Yep. Ten years after I moved in with my gf we had septic tank problems. I asked her when it was last pumped out. Turns out, never. So, 28 years. And the problem was that the original (plastic) tank had collapsed.

Does the town have the authority to make you do anything? Meaning, they might not let you put in a new septic system, but upon failing can they force you to tie into the sewer? I see derelict houses all the time, and I don’t see the town making those people replace roofs and porches.

One more thing to consider: When a friend’s neighborhood got sewer lines a few years ago, the homeowners were offered zero interest loans to tie into them. Perhaps your city/state has a similar program?

Good question. I mean, if we do need to do a major repair, we will do what’s necessary. I just know from past experience that it’s never a great idea to get local bureaucracy involved until absolutely necessary.

Interesting thought! Certainly something to look into if and when we get to that point.

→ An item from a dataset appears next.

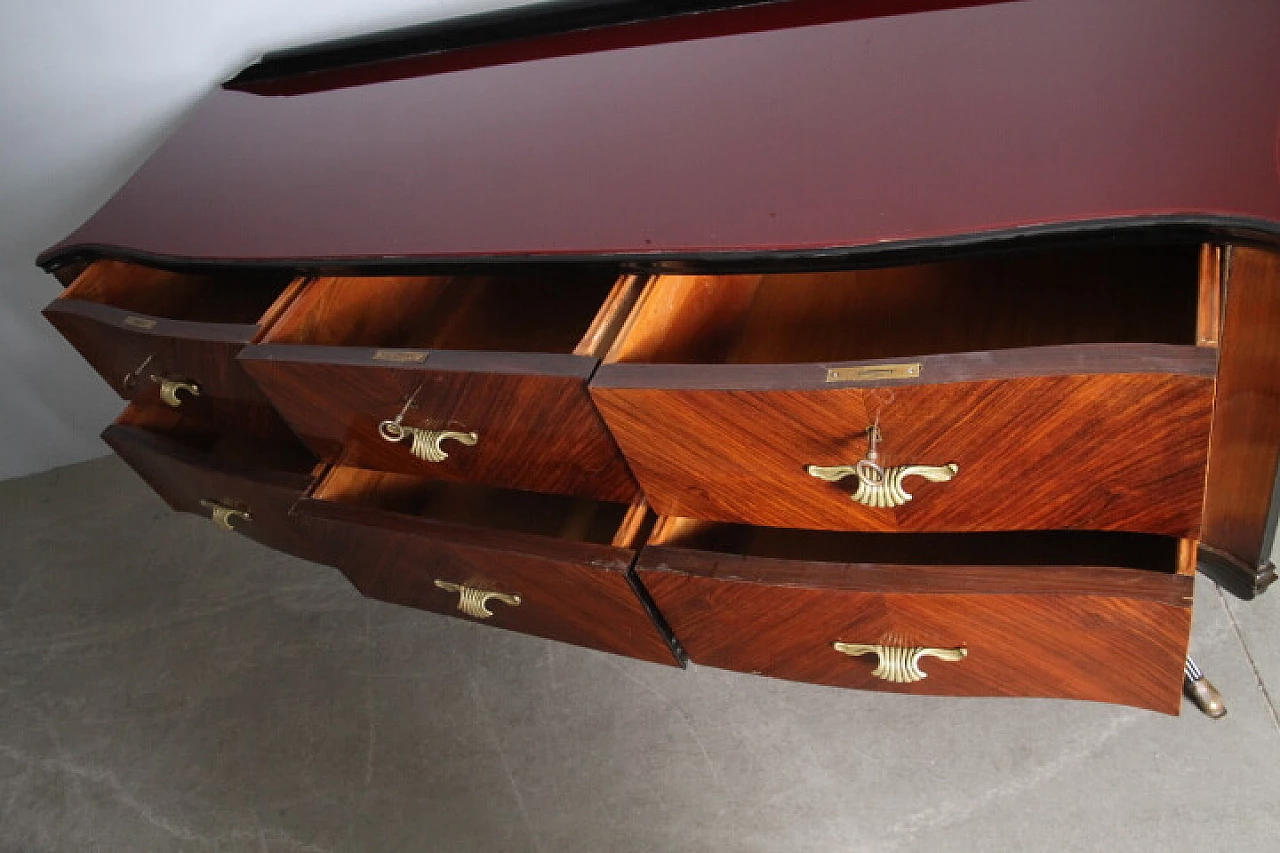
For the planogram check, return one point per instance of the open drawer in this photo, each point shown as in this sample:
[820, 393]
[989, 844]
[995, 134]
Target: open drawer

One of the nice things about our location is that no, no one notices. When I asked the guy who put in our new tank if we needed a permit, he just laughed.

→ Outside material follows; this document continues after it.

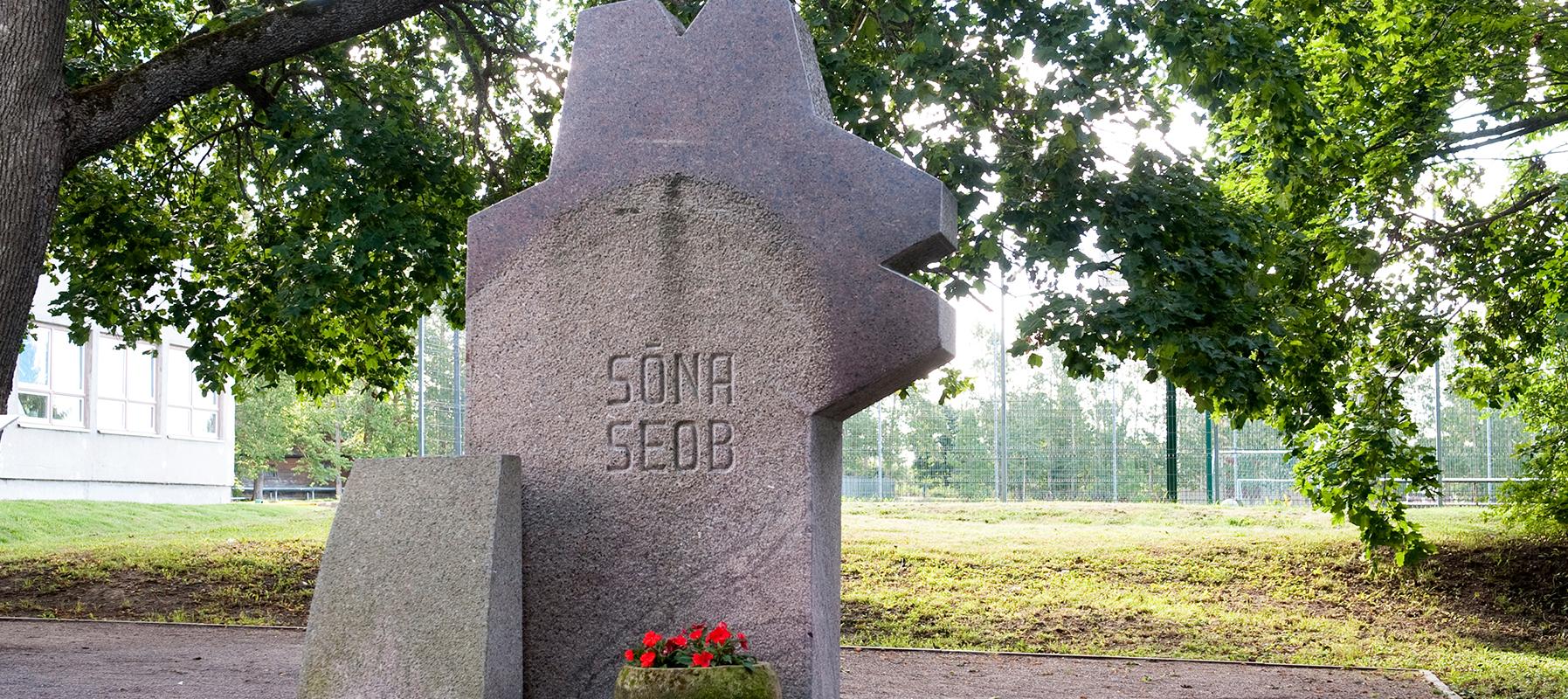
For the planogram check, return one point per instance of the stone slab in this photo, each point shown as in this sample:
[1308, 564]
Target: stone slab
[420, 592]
[672, 326]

My last house was built in 1987. We bought it in 2001 and the septic system was working fine. Sold it in 2018 and it again got a clean bill of health at the sale. We were very careful about what we put in there (ie, no garbage disposal, no cleaning paint brushes in the sink) . The point is that they can last a very long time if cared for (and to be fair, I’m sure the sandy soil helped)

Local governments are more concerned about sewage than roofs and porches. Our county is very strict, and, for example, requires annual inspections of our septic system. I have no doubt that if we had sewers nearby, they could indeed force us to hook up.

found an article about it

Years ago, we had a system that needed to pumped out too much.* The service guy sold us something called “Wham”. He was sort of “wink-wink” about it. I (not he) poured it down the pipe and things got a lot better. We even passed the perc test a couple years later when we sold the place.

I have no idea what was in “Wham”. It had a really weird solvent/sweet smell that really persisted on me after I used it.

(Our next house only needed to be drained about every 15 years. We owned it since it was practically brand new and were very careful about what went down the drain.)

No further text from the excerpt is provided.